Daß das Tabu, über einen begrenzten Atomkrieg zu diskutieren, gebrochen ist, und die Art und Weise, wie ungerührt westliche Kommentatoren das tun, zeigen uns, wie gefährlich dieser Moment ist. Das zeigt klar, warum die LaRouche-Organisation und wir alle, wie ich weiß, den Schwerpunkt auf „Frieden und Entwicklung“ legen - mit anderen Worten, ein Rahmen für das Gemeinwohl. Wir sehen das in allen Erklärungen der Shanghaier Organisation für Zusammenarbeit, in der erweiterten BRICS-Plus-Organisation, und in auch bei der russisch-chinesischen Annäherung, die so wichtig ist, und auch mit Indien und so vielen anderen Staaten.

Der Globale Süden, der Politische Osten, stemmt sich also dagegen und kann hoffentlich als mäßigende Stimme fungieren und uns davon abhalten, weiter zu eskalieren und vom Vorgebirge zu den Gipfeln des Dritten Weltkriegs hinaufzusteigen. Das ist ein kleiner Anflug von Optimismus, aber ich denke, in diesen dunklen Zeiten müssen wir uns an den Gedanken klammern, daß der Rest der Welt dieses Spiel einfach nicht mitspielt.

* * *

Prof. Steve Starr, Professor an der Universität von Missouri,
ehemaliger Direktor des Programms für Klinische Laborwissenschaften der Universität von Missouri

Es gibt das falsche Narrativ, daß man eine taktische Atomwaffe einsetzen kann, um die Russen zu stoppen, daß man sie so zum Rückzug zwingen kann. Aber Rußland hat Atomwaffen genau wie die Vereinigten Staaten. Und wenn wir in einem Krieg als erste Atomwaffen einsetzen, wollen Sie wirklich darauf wetten, daß sie nicht auch gegen uns eingesetzt werden, wenn man gegen eine andere Atommacht kämpft? Ich denke, das ist wieder so ein falsches Narrativ. Die Russen haben sich schon in den 1980er Jahren über die Vorstellung gespottet, man könne einen begrenzten Atomkrieg gewinnen.

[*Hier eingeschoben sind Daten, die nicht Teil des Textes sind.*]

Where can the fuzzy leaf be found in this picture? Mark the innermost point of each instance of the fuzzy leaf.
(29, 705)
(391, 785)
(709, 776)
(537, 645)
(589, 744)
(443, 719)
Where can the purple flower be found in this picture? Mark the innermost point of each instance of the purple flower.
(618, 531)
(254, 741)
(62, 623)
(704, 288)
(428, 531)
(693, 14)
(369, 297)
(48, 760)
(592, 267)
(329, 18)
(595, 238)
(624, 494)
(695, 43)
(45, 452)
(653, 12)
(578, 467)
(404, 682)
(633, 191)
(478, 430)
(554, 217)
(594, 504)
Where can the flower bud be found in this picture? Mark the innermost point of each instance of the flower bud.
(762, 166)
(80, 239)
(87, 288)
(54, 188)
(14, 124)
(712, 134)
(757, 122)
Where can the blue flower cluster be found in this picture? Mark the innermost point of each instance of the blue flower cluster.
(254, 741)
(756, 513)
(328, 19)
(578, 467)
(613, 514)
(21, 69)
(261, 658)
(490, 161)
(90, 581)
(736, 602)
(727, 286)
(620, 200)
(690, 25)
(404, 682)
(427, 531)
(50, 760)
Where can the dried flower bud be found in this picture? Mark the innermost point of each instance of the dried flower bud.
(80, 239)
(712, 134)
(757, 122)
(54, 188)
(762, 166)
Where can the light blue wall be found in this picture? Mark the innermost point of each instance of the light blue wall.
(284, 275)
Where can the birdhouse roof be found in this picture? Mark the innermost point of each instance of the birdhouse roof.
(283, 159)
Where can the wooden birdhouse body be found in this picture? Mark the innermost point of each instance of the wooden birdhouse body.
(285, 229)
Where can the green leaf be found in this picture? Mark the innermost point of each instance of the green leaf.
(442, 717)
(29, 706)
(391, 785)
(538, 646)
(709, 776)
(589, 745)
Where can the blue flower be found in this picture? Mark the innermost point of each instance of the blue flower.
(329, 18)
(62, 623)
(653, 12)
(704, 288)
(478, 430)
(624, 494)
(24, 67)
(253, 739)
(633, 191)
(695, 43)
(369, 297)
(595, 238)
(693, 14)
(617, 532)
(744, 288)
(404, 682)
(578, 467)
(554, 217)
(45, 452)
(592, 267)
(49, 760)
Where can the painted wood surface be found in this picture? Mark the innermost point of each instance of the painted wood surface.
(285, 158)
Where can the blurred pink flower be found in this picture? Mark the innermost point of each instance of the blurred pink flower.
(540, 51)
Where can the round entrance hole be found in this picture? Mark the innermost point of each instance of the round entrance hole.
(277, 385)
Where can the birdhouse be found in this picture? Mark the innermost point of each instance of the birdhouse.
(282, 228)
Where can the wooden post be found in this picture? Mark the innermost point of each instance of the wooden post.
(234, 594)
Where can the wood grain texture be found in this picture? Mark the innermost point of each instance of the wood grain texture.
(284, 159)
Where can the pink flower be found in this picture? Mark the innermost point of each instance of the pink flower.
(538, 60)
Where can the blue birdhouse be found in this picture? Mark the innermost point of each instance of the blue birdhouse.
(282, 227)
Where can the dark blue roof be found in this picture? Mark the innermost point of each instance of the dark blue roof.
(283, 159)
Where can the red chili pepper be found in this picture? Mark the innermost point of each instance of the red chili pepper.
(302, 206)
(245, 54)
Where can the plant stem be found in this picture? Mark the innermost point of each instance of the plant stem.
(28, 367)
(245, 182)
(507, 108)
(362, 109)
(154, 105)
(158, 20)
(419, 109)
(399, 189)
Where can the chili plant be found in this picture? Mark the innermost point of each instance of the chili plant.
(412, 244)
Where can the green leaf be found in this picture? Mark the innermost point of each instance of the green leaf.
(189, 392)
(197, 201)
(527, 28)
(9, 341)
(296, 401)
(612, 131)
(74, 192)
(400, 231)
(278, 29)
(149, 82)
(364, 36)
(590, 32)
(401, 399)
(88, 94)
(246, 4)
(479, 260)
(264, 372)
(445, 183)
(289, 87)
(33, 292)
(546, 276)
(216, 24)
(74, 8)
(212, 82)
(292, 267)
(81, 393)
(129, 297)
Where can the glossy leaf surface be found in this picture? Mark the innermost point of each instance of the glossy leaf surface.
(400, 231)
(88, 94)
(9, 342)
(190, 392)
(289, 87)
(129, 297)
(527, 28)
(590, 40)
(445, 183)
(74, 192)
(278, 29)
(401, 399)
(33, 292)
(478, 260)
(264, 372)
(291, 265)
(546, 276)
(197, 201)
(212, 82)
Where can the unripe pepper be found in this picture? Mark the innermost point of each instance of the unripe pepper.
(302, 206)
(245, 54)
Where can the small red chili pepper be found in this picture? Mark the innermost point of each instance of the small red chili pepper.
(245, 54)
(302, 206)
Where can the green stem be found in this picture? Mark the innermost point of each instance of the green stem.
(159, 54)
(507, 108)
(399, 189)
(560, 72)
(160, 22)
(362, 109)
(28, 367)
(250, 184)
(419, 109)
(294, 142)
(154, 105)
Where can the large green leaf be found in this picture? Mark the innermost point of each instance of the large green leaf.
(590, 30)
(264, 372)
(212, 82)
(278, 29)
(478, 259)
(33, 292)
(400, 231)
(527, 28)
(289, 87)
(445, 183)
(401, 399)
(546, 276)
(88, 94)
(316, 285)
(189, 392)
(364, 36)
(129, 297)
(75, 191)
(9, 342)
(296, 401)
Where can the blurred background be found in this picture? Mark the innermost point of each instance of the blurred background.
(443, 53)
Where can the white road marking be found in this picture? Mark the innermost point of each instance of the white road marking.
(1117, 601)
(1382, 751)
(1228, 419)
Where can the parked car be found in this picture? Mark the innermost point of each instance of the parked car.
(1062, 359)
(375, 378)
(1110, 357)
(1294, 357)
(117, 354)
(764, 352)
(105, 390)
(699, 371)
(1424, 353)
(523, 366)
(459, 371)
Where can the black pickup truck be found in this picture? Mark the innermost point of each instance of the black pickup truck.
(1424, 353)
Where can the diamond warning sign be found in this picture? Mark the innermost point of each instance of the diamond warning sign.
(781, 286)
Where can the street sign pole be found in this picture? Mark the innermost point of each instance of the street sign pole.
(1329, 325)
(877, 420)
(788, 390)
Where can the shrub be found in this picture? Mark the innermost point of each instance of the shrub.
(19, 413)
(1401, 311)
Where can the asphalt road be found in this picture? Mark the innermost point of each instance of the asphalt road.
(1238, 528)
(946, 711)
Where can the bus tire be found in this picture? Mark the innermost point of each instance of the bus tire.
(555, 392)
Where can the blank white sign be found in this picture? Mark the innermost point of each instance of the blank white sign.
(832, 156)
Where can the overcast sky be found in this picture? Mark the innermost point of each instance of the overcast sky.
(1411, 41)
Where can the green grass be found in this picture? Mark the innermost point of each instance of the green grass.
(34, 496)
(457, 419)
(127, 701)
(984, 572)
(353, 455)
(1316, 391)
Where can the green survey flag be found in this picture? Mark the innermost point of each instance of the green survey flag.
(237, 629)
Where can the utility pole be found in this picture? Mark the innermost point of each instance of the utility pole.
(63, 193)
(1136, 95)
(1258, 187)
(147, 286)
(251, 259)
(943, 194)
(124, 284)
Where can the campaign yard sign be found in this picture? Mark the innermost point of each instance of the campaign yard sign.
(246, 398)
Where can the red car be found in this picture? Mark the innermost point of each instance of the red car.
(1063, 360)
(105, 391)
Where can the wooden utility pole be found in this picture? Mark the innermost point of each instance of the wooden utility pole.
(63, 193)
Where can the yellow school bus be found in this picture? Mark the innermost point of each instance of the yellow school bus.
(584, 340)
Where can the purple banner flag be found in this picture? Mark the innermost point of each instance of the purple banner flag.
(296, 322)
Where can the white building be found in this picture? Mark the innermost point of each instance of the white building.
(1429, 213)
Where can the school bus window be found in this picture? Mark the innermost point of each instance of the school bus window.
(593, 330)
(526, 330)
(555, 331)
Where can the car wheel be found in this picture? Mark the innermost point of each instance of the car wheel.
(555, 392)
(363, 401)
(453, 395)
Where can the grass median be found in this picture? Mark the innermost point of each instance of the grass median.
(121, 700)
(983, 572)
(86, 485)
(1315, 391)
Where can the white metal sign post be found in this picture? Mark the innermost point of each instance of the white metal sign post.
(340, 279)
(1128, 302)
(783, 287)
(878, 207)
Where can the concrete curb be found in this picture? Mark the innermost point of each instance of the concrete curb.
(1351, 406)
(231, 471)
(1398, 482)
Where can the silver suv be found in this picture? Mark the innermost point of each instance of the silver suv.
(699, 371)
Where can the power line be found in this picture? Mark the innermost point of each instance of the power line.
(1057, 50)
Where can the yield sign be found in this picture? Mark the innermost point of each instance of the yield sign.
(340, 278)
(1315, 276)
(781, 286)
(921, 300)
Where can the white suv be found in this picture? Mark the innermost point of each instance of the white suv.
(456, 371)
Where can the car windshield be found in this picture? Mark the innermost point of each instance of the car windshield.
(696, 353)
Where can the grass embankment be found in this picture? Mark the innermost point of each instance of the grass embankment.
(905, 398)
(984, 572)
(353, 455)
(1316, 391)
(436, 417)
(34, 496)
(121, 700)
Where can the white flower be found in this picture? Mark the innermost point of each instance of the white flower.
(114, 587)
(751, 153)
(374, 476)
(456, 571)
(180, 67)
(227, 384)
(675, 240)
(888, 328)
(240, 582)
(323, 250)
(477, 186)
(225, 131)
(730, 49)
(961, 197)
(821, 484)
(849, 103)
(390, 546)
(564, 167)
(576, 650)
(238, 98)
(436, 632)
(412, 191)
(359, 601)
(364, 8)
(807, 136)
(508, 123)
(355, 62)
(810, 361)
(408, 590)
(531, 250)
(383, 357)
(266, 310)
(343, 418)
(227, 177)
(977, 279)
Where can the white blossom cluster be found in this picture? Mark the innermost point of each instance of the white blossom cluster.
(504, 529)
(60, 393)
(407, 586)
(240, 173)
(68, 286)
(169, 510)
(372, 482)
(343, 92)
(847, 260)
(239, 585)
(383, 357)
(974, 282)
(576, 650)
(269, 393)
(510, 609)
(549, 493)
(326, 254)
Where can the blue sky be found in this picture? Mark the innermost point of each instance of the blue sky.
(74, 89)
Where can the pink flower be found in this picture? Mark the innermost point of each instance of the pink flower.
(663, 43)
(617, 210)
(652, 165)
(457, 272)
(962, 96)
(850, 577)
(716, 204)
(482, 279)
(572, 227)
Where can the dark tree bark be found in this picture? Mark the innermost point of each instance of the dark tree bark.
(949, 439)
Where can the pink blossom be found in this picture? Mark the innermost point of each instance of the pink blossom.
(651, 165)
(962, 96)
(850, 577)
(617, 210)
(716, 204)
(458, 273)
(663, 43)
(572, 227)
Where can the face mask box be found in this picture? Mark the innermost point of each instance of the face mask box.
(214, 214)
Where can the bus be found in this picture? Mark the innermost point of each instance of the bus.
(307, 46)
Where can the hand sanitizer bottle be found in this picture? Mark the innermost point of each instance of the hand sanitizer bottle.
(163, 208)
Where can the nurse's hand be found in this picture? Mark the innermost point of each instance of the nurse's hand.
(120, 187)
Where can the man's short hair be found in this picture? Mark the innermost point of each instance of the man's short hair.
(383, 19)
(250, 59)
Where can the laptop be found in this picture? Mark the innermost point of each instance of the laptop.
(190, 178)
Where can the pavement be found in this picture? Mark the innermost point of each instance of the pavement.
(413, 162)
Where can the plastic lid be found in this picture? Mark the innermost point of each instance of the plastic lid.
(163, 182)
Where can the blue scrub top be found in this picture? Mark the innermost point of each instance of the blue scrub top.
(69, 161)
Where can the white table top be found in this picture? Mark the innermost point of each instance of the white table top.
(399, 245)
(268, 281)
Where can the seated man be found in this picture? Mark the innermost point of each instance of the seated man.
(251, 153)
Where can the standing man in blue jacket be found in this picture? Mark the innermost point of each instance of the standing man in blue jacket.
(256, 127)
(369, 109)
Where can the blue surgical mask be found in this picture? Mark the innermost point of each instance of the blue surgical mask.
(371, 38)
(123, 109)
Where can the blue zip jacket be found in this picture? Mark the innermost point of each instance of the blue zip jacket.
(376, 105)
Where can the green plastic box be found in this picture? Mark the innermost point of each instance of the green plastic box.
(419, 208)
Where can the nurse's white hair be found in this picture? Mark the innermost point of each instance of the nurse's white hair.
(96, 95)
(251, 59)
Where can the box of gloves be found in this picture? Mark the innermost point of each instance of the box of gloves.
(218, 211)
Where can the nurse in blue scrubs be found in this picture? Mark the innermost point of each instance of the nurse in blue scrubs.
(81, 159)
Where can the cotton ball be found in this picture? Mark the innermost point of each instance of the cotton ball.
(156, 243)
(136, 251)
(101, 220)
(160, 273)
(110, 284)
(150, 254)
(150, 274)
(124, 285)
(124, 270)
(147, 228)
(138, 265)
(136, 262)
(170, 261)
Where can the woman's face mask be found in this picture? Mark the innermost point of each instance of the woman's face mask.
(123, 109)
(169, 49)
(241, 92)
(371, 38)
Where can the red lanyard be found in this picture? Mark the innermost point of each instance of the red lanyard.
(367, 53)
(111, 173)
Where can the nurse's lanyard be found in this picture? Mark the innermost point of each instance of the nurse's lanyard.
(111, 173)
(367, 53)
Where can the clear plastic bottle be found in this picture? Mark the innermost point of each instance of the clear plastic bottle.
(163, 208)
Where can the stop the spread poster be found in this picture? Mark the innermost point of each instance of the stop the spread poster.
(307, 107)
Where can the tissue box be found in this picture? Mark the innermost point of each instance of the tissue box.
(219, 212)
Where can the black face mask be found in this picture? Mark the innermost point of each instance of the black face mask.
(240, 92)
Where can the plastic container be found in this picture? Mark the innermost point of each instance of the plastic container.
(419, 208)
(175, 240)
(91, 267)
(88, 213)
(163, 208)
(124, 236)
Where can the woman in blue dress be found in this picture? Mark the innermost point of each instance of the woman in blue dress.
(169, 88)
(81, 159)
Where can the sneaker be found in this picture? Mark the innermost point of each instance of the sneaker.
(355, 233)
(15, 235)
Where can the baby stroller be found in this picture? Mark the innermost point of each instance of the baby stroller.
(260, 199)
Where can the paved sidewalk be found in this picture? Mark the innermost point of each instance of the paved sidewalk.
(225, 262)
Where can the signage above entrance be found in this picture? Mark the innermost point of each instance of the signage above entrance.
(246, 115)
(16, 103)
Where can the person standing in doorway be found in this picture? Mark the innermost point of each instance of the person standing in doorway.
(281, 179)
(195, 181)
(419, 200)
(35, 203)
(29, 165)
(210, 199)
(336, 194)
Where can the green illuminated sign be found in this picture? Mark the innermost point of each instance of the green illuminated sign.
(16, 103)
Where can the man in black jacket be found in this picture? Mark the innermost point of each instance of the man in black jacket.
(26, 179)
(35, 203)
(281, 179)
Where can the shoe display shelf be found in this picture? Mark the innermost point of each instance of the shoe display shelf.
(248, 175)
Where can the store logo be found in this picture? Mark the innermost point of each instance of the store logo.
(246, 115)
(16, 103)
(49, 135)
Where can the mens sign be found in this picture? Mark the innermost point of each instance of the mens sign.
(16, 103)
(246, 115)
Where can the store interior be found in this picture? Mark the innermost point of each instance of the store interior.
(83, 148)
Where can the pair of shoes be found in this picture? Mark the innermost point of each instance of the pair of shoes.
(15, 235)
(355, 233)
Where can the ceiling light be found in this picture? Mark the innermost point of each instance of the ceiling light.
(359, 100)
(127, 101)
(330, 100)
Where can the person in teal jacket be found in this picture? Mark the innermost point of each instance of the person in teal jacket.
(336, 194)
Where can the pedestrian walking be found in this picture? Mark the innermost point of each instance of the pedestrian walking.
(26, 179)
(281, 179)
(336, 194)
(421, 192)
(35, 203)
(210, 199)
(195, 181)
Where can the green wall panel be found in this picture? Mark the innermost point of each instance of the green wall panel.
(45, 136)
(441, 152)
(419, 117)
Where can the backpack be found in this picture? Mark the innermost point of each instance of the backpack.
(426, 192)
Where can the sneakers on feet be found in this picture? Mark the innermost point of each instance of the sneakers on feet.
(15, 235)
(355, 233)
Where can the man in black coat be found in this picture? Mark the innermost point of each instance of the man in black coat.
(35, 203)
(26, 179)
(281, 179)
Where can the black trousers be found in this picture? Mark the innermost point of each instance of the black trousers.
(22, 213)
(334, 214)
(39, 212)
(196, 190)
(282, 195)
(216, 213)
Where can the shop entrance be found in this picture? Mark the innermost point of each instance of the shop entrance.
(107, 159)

Ich denke also, daß die Gefahr eines Atomkriegs durch diese Narrative „Wir können Rußland zum Nachgeben zwingen“ und „Wir haben die nukleare Vormacht über Rußland“ erheblich vergrößert wird. Und wenn wir Regierungen haben, die solche Wahnvorstellungen haben und diese Narrative annehmen, dann ist die Wahrscheinlichkeit sehr groß, daß wir am Ende Opfer dieser Narrative werden.

* * *

Dr. George Koo, Unternehmensberater im Ruhestand,
spezialisiert auf den Handel zwischen den USA und China und Vorsitzender der Burlingame Foundation

Alle meine Vorredner haben über die Gefahr eines Atomkriegs als Folge des Ukraine-Rußland-Konflikts gesprochen. Ich möchte nur erwähnen, daß der Pazifikraum auch eine Lunte ist, ein sensibler Punkt, weil die Vereinigten Staaten den Philippinen und Taiwan entsprechende Signale senden und versuchen, sie zu ermutigen, einen Stellvertreterkrieg [gegen China] zu beginnen.

In den Vereinigten Staaten haben wir seit unserem Rückzug aus Afghanistan gelernt, daß es viel besser ist, andere für uns kämpfen zu lassen, indem wir nur die Gelder, die Waffen und die militärischen Mittel bereitstellen. Aber ich möchte die amerikanische Öffentlichkeit darauf aufmerksam machen: Wenn die Vereinigten Staaten es schaffen, Kämpfe zwischen China und den Philippinen oder zwischen China und Taiwan zu provozieren, dann weiß die Regierung der Volksrepublik China ganz genau, wer tatsächlich hinter einem solchen Konflikt steckt. Und ich prophezeie und bin fest überzeugt: Das erste, was passiert, wenn ein solcher Konflikt ausbricht, wird sein, daß sie als erstes alle US-Marineschiffe im Pazifik ausschalten werden, damit die Menschen in Taiwan oder auf den Philippinen sehen, daß China absolut in der Lage ist, ihre militärische Rückendeckung zu zerstören, und sie werden sich die Sache zweimal überlegen.

* * *

Ray McGovern, ehemaliger CIA-Analyst, Mitbegründer der Veteran Intelligence Professionals for Sanity (VIPS)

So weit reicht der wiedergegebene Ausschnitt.